The mobile phase flow rate was maintained at 1ml/min, and eluents were monitored at 295 nm for moxifloxacin. The sample was injected using a 20 µl fixed loop. The mobile phase was prepared by mixing 700 ml of 20 mM ammonium formate solution with 300 ml of HPLC grade acetonitrile to get the proportion of 70:30 v/v, and finally, the pH was adjusted to 4.0 with formic acid. The mobile phase was sonicated for 10 min and filtered through a 0.45 µ membrane filter. The entrapped moxifloxacin hydrochloride concentration was expressed as percentage entrapment efficiency, which can be defined as the percent fraction of the total input drug encapsulated in the polymeric nanoparticles 9.

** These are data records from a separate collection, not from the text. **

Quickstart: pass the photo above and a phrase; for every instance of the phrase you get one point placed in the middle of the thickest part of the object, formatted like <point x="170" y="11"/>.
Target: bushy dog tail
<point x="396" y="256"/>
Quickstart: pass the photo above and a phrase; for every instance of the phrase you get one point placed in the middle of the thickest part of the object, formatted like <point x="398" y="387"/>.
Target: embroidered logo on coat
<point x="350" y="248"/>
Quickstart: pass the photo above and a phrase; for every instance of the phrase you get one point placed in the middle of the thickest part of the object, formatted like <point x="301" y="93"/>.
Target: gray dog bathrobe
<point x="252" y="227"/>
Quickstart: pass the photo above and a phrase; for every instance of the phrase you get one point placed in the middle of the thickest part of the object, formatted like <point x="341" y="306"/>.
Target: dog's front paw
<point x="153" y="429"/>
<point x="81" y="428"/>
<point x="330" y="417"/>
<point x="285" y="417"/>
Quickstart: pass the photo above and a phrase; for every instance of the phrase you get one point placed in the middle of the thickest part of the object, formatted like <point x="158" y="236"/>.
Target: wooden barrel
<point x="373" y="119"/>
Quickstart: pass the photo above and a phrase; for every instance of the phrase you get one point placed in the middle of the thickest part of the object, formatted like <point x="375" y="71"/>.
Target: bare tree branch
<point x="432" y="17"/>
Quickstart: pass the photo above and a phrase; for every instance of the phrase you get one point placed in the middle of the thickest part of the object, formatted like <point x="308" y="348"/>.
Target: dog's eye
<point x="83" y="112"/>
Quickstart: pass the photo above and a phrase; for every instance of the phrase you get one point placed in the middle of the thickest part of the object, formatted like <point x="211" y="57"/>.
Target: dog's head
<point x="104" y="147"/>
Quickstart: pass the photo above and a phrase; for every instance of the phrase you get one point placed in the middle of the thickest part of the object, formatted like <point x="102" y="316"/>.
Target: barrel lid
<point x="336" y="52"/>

EE of the drug = (amount of encapsulated drug) / (total amount of the drug) × 100 ………Equation no.1
Redispersibility of Nanoparticles: To obtain a dry powder for further investigation, the selected formulation was freeze-dried. In addition to that, it was taken to study the effect of cryoprotectant on freeze-drying and dispersibility of the prepared nanosuspension. Mannitol at a concentration of 5 times the total solid contents in the formulation used as a cryoprotectant. Two samples of nano-suspension each were placed in a flask; the amount of mannitol required added to one and shaken to dissolve, the second sample left without cryoprotectants. These flasks were frozen in a deep freezer at -20 °C for 12 h for primary freezing. Then the container was attached to the vacuum adapter of the lyophilizer. The solvent sublimed under a pressure of 80 mm Hg for 48-72 h 10.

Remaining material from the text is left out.